In the case of Bitcoin, only nation states are likely to have the clout to perform a majority attack, limiting their probability. Alternative blockchains, particularly if they suffer a decline in usage, would be far more vulnerable although researchers from the Digital Currency Initiative at MIT have argued the practical barriers to a successful majority may be higher than Budish has calculated. But a concentration of power is not just possible it seems likely for blockchain systems. Analysis 18 months ago by researchers at Cornell University found more than 90 per cent of the mining power on Bitcoin was owned by eleven mining pools on Bitcoin and just seven on Ethereum.
More subtle attacks on the integrity of blockchains come through race conditions, another problem from real-time computing that has resurfaced in the world of consensus protocols though with some additional wrinkles from the world of economics. For example, because all transactions are public, front-running afflicts Ethereum in much the same it does stock and futures exchanges.
Front-runners spot potentially lucrative transactions that they can gazump. They step in to satisfy them with a fee that is more attractive to miners and so wind up winning the order. On blockchains, this is not necessary as they can simply take advantage of the mining latency. Miners may also choose to reorder competing transactions in ways that are more advantageous to them.
To avoid these kinds of attack, writers of smart contracts will need to agree on locked prices rather than submit to spot pricing or find techniques, such as so-called submarine sends, to hide details until mining has completed for the block that contains them.

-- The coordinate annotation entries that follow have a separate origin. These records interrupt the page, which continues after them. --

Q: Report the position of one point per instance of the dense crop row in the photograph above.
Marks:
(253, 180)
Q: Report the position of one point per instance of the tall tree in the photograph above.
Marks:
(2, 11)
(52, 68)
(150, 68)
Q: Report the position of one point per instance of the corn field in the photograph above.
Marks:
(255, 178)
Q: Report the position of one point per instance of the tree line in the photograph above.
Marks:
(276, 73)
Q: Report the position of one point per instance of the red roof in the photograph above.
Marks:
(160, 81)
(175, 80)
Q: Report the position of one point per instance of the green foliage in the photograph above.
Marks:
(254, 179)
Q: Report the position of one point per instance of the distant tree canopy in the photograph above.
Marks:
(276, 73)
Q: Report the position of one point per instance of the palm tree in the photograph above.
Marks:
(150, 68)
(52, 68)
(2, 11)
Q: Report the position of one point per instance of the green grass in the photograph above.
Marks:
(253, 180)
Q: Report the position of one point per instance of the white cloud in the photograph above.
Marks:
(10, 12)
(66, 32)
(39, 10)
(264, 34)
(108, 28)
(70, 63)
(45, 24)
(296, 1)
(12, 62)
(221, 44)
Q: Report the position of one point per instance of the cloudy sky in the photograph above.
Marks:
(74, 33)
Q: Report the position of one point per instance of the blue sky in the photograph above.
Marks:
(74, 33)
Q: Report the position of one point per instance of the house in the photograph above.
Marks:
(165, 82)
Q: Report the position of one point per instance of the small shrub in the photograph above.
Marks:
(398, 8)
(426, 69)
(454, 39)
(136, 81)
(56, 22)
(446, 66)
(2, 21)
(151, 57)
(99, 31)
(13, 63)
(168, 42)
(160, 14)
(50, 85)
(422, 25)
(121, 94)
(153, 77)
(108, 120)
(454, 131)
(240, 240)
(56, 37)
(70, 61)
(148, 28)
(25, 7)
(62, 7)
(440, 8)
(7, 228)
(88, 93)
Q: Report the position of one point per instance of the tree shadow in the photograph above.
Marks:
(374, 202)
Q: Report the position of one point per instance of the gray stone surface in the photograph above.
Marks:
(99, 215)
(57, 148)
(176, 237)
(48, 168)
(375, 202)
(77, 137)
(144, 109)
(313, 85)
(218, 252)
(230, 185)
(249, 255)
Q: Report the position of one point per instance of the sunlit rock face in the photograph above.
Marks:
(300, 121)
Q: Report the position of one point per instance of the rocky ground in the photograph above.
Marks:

Although it has taken some time for the industry to react to its challenges, blockchain developers now recommend more stringent programming practices that take transaction security into account and looking at ways in which technology might help.
Wong says because smart contracts are usually small in terms of lines of code they are amenable to techniques such as formal verification. And formal verification projects focused on blockchains have sprung up. At Devcon4, Professor Mooly Sagiv of Tel Aviv University and co-founder of Certora said his company expects to launch a freemium service next month that will check smart contracts for consistency. The tool would test for generic properties that all contracts should obey, such as the ability to perform combinations of transactions atomically, and against specific use-cases described using the company’s own Contract Vulnerability Language.
This second part is where Certora is trying to build a portfolio of specifications to cover common applications such as asset ownership and money-market trading systems. “The interesting thing about this language is that it’s reusable: we have the ability to write reusable specifications,” says Sagiv. But it will take time to develop the necessary specifications.
“We need a community effort. We need to understand what you are doing so we can understand the correctness requirements.”
Until the tools are in place to assess the quality of blockchains and their smart contracts, users who want to embrace the technology will still need to tread carefully. And make sure they have learned the lessons of programming history.